Reputation: 14526
I have two questions:
First, is there any more direct, sane way to go from a texture atlas image to a texture array in WebGL than what I'm doing below? I've not tried this, but doing it entirely in WebGL seems possible, though four-times the work and I still have to make two round trips to the GPU to do it.
And am I right that because buffer data for texImage3D()
must come from PIXEL_UNPACK_BUFFER
, this data must come directly from the CPU side? I.e. There is no way to copy from one block of GPU memory to a PIXEL_UNPACK_BUFFER
without copying it to the CPU first. I'm pretty sure the answer to this is a hard "no".

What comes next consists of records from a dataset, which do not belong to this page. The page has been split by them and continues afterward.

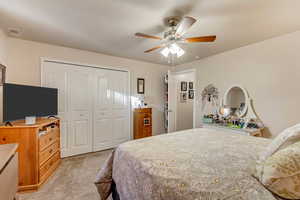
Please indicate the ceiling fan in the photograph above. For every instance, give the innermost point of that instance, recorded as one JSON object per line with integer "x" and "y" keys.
{"x": 175, "y": 35}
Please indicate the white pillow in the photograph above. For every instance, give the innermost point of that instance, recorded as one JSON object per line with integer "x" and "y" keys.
{"x": 281, "y": 172}
{"x": 285, "y": 138}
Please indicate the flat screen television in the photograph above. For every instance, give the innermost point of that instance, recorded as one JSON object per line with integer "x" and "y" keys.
{"x": 20, "y": 101}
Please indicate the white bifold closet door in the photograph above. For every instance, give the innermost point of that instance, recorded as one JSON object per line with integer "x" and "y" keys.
{"x": 93, "y": 105}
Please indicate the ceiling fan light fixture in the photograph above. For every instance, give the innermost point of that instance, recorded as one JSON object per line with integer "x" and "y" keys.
{"x": 173, "y": 49}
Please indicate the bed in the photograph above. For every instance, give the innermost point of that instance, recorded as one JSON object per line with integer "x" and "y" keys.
{"x": 194, "y": 164}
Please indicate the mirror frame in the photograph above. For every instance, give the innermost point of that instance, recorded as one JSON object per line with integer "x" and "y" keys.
{"x": 244, "y": 112}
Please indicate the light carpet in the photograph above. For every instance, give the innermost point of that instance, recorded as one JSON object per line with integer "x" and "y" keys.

In case my questions themselves are stupid (and they may be), my ultimate goal here is simply to convert a texture atlas PNG to a texture array. From what I've tried, the fastest way to do this by far is via PIXEL_UNPACK_BUFFER
, rather than extracting each sub-image and sending them in one at a time, which for large atlases is extremely slow.
This is basically how I'm currently getting my pixel data.
const imageToBinary = async (image: HTMLImageElement) => {
const canvas = document.createElement('canvas');
canvas.width = image.width;
canvas.height = image.height;
const context = canvas.getContext('2d');
context.drawImage(image, 0, 0);
const imageData = context.getImageData(0, 0, image.width, image.height);
return imageData.data;
};
So, I'm creating an HTMLImageElement object, which contains the uncompressed pixel data I want, but has no methods to get at it directly. Then I'm creating a 2D context version containing the same pixel data a second time. Then I'm repopulating the GPU with the same pixel data a third time. Seems bonkers to me, but I don't see a way around it.